The largest independent electoral initiative—not counting the right-wing Libertarian party—is the Green party, whose candidates are Dr. Jill Stein for President and Ajamu Baraka for Vice President. Various polls show Green support at between four and eight percent, considerably higher than the support that the Green party received in 2012. Any social-justice trade unionist would react favorably to the Green party’s platform. It is broadly pro-labor; it supports racial justice—including Black Lives Matter; it opposes hydraulic fracturing (fracking) for fossil-fuel extraction, as well as nuclear power for generating electricity. It opposes war and U.S. intervention into the affairs of other countries—and includes opposition to the continued Israeli occupation of Palestinian Arab territory.
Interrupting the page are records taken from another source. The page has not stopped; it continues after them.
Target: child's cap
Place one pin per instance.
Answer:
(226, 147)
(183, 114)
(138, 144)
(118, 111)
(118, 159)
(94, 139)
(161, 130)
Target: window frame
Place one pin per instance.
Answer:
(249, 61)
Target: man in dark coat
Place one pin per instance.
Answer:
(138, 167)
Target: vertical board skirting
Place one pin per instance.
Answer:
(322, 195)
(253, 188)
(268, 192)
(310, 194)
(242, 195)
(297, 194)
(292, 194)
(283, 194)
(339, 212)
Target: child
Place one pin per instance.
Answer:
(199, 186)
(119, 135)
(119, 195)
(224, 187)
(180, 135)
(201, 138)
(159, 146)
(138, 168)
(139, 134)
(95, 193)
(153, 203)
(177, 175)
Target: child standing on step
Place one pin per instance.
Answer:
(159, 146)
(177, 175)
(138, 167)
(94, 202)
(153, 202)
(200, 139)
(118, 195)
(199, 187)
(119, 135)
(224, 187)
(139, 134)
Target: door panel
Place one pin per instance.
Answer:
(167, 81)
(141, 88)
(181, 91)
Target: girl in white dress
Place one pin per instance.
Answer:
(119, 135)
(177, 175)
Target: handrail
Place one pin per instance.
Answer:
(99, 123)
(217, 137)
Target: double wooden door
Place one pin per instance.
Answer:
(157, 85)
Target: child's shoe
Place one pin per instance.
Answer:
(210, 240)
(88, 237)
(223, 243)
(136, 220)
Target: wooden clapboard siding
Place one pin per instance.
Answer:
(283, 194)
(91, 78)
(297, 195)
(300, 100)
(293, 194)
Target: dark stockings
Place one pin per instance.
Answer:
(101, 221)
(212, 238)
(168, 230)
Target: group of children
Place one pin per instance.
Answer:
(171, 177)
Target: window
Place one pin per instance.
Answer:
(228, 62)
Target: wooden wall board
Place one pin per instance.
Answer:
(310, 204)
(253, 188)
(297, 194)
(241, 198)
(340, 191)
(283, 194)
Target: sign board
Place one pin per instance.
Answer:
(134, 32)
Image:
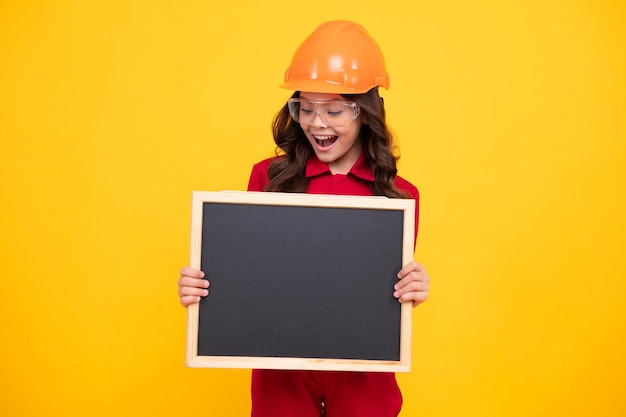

This platform was developed by good people who got together on this programmatic basis, and there is nothing inherently wrong with that. But what we need today is a political party that represents the organized working people, through their own organizations, the trade unions. It is up to social-justice-minded trade unionists to fight within the unions for the perspective of a new political party, rather than trying to use one of the big business parties in a vain attempt to win a few concessions. The Green party and other independent electoral alternatives can and must be a part of the process of developing the massive party that is so desperately needed. Dr. Stein herself set a good example during July when she invited Senator Sanders to join the Green ticket (imagine if he had agreed!). The Communities of Color, and especially the Black Lives Matter movement, are indispensable to the independent political action that is needed, as are the hundreds of thousands of young people who flocked to the Bernie Sanders campaign and are now feeling betrayed and disillusioned.
The strategy of relying on the Democratic party to represent the interests of working people and our community allies has again proved to be a losing strategy. A united effort by the social-justice wing of the labor movement, by the Black, Latino, Native American communities and other Communities of Color, by the young, by women, and by the Lesbian, Gay, Bisexual, Transgender, and Queer communities, to forge a new political party which can represent the 99% in upcoming elections is on the immediate agenda. It’s going to take us all.